A PRIMEIRA MOCIDADE ESPÍRITA DO CEARÁ



 

Por Luciano Klein (*)



            Certa vez, quando passava por uma das praças de Nova Iguaçu, no Rio de Janeiro, a caminho da Federação Espírita Brasileira, Leopoldo Machado topou com um jovem alcoolizado, alvo de chacotas e zombarias. Profundamente sensibilizado com aquela cena, começou a pensar no futuro dos jovens, principalmente os filhos de espíritas. Desde então, ao lado de outros seareiros, passou a pensar na fundação de mocidades.
 A primeira delas surgiu no Rio, na década de 1930, no Centro Espírita Amaral Ornelas.
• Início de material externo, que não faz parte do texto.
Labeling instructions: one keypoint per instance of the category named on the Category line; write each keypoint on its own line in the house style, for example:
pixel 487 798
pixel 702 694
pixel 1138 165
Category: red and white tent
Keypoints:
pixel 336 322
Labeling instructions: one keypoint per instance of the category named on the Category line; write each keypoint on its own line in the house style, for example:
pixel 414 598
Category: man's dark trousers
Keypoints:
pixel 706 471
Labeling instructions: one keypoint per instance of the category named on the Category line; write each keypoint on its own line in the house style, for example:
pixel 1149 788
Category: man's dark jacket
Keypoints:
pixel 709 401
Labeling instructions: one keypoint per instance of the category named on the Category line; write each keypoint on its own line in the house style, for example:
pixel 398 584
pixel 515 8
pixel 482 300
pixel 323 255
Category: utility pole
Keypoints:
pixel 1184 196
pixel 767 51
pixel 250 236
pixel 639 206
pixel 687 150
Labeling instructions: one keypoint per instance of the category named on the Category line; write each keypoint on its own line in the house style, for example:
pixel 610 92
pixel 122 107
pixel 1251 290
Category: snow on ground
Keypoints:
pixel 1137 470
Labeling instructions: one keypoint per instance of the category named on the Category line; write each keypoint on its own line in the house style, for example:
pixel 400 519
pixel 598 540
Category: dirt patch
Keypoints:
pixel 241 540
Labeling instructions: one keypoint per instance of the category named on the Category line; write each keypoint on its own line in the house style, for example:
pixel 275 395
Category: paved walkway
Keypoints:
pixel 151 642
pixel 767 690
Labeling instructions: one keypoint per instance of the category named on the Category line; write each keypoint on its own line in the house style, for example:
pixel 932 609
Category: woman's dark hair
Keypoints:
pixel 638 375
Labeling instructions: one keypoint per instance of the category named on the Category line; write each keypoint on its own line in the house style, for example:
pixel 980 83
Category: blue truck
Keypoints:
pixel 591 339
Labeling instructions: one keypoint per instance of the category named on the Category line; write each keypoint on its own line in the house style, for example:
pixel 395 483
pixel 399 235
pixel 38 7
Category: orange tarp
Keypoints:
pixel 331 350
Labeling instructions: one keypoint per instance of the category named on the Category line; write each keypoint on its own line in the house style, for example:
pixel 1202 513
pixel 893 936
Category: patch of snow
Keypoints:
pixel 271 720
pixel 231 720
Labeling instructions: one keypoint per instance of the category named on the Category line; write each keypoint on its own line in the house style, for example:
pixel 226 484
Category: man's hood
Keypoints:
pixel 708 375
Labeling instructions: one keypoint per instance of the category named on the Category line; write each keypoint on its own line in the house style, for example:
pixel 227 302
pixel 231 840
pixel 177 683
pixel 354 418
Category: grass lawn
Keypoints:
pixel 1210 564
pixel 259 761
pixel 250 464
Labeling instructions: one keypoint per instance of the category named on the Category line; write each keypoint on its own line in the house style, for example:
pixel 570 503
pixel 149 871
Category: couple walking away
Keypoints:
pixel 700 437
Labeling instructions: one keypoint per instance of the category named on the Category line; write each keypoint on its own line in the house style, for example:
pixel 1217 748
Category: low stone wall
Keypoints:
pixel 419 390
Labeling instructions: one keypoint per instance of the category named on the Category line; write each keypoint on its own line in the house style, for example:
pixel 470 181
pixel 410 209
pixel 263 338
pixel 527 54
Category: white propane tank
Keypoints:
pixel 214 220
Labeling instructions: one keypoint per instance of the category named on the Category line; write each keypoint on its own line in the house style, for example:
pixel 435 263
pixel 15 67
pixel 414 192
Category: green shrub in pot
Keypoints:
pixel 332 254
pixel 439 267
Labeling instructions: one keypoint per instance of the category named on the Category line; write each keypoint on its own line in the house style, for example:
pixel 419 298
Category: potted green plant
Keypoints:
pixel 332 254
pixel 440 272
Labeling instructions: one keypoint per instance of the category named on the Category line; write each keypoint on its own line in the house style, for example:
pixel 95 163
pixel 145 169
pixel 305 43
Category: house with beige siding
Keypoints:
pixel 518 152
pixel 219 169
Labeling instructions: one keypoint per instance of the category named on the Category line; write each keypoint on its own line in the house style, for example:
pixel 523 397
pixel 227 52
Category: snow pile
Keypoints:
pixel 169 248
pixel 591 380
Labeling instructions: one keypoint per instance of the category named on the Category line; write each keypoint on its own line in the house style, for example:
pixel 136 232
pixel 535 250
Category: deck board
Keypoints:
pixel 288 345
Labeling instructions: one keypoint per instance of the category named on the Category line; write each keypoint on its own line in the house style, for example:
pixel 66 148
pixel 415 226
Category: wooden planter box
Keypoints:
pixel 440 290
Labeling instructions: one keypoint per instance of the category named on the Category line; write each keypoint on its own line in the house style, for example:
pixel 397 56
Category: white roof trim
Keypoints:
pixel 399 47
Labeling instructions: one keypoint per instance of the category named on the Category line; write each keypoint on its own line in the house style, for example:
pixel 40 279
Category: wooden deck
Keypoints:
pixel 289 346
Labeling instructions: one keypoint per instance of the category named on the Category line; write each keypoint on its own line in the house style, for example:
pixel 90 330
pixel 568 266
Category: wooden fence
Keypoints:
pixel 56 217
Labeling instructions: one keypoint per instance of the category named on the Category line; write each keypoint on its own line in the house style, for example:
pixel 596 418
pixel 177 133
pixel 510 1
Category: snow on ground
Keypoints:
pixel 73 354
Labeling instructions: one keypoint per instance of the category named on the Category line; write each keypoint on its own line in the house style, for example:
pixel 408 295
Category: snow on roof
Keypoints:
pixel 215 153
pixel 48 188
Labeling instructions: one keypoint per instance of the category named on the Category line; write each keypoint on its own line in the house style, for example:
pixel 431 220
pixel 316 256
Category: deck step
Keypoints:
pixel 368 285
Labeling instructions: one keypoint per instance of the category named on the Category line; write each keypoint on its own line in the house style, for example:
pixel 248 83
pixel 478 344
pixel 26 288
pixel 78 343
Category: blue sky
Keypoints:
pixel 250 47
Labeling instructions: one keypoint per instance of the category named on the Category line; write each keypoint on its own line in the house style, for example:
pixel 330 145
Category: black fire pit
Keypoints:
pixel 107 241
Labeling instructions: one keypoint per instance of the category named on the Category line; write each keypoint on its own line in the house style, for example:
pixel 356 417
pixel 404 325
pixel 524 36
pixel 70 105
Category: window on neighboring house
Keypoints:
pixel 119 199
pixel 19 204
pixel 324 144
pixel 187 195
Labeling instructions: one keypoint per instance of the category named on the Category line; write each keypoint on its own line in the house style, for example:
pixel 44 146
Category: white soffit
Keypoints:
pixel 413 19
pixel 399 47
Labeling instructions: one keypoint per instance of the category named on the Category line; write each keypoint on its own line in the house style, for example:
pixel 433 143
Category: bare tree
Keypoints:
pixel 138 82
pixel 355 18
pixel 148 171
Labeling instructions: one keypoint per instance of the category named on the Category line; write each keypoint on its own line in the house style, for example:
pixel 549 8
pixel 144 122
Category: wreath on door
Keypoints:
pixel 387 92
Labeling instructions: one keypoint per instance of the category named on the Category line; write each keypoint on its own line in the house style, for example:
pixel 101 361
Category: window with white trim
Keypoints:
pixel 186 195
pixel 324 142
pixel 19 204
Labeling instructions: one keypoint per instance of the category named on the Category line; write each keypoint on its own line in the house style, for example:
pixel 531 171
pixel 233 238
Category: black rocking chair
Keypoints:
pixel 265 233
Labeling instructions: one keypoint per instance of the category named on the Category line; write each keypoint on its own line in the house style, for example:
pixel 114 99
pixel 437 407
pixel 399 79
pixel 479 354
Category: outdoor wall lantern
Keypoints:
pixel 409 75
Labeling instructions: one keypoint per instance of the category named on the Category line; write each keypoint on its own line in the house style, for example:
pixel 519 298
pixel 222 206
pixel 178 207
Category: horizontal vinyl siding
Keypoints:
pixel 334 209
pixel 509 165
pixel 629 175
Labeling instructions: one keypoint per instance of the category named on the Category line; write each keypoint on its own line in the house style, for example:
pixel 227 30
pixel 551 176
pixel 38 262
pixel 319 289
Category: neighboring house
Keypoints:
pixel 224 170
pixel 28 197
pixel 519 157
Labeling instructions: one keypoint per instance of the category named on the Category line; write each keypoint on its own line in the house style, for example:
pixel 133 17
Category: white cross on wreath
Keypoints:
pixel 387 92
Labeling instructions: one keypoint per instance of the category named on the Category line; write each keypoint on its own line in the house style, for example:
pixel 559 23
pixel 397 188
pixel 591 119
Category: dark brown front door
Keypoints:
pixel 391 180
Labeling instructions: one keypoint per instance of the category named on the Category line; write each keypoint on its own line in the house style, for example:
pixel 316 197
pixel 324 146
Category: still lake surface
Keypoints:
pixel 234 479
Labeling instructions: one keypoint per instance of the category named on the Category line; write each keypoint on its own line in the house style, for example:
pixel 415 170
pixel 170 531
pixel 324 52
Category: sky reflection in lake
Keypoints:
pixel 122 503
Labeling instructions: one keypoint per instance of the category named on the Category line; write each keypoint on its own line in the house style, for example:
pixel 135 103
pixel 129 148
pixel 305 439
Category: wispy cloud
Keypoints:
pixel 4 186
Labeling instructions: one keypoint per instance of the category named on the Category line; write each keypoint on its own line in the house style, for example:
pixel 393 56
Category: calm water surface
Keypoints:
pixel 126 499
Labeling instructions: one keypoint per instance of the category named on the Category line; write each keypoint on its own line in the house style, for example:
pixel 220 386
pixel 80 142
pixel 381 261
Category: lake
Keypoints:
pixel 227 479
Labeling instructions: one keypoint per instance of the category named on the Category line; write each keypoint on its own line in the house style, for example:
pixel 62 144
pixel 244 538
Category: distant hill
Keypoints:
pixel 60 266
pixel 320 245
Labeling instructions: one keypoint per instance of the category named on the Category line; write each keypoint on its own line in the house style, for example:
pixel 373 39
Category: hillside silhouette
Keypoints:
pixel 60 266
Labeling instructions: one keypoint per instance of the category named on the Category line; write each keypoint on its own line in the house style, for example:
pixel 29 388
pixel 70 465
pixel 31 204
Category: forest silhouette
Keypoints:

A segunda, em Nova Iguaçu, no Centro Espírita Fé, esperança e Caridade, dirigida por Leopoldo. E a terceira, em Três Rios, também no Rio de Janeiro, no Grupo Espírita Fé e Esperança, coordenada por Ramiro Gama. Na década seguinte, inúmeras outras apareceram em todo o País. O corolário desse esforço foi a realização, no ano de 1948, do primeiro congresso de mocidades espíritas do Brasil, no teatro João Caetano, na antiga capital da república.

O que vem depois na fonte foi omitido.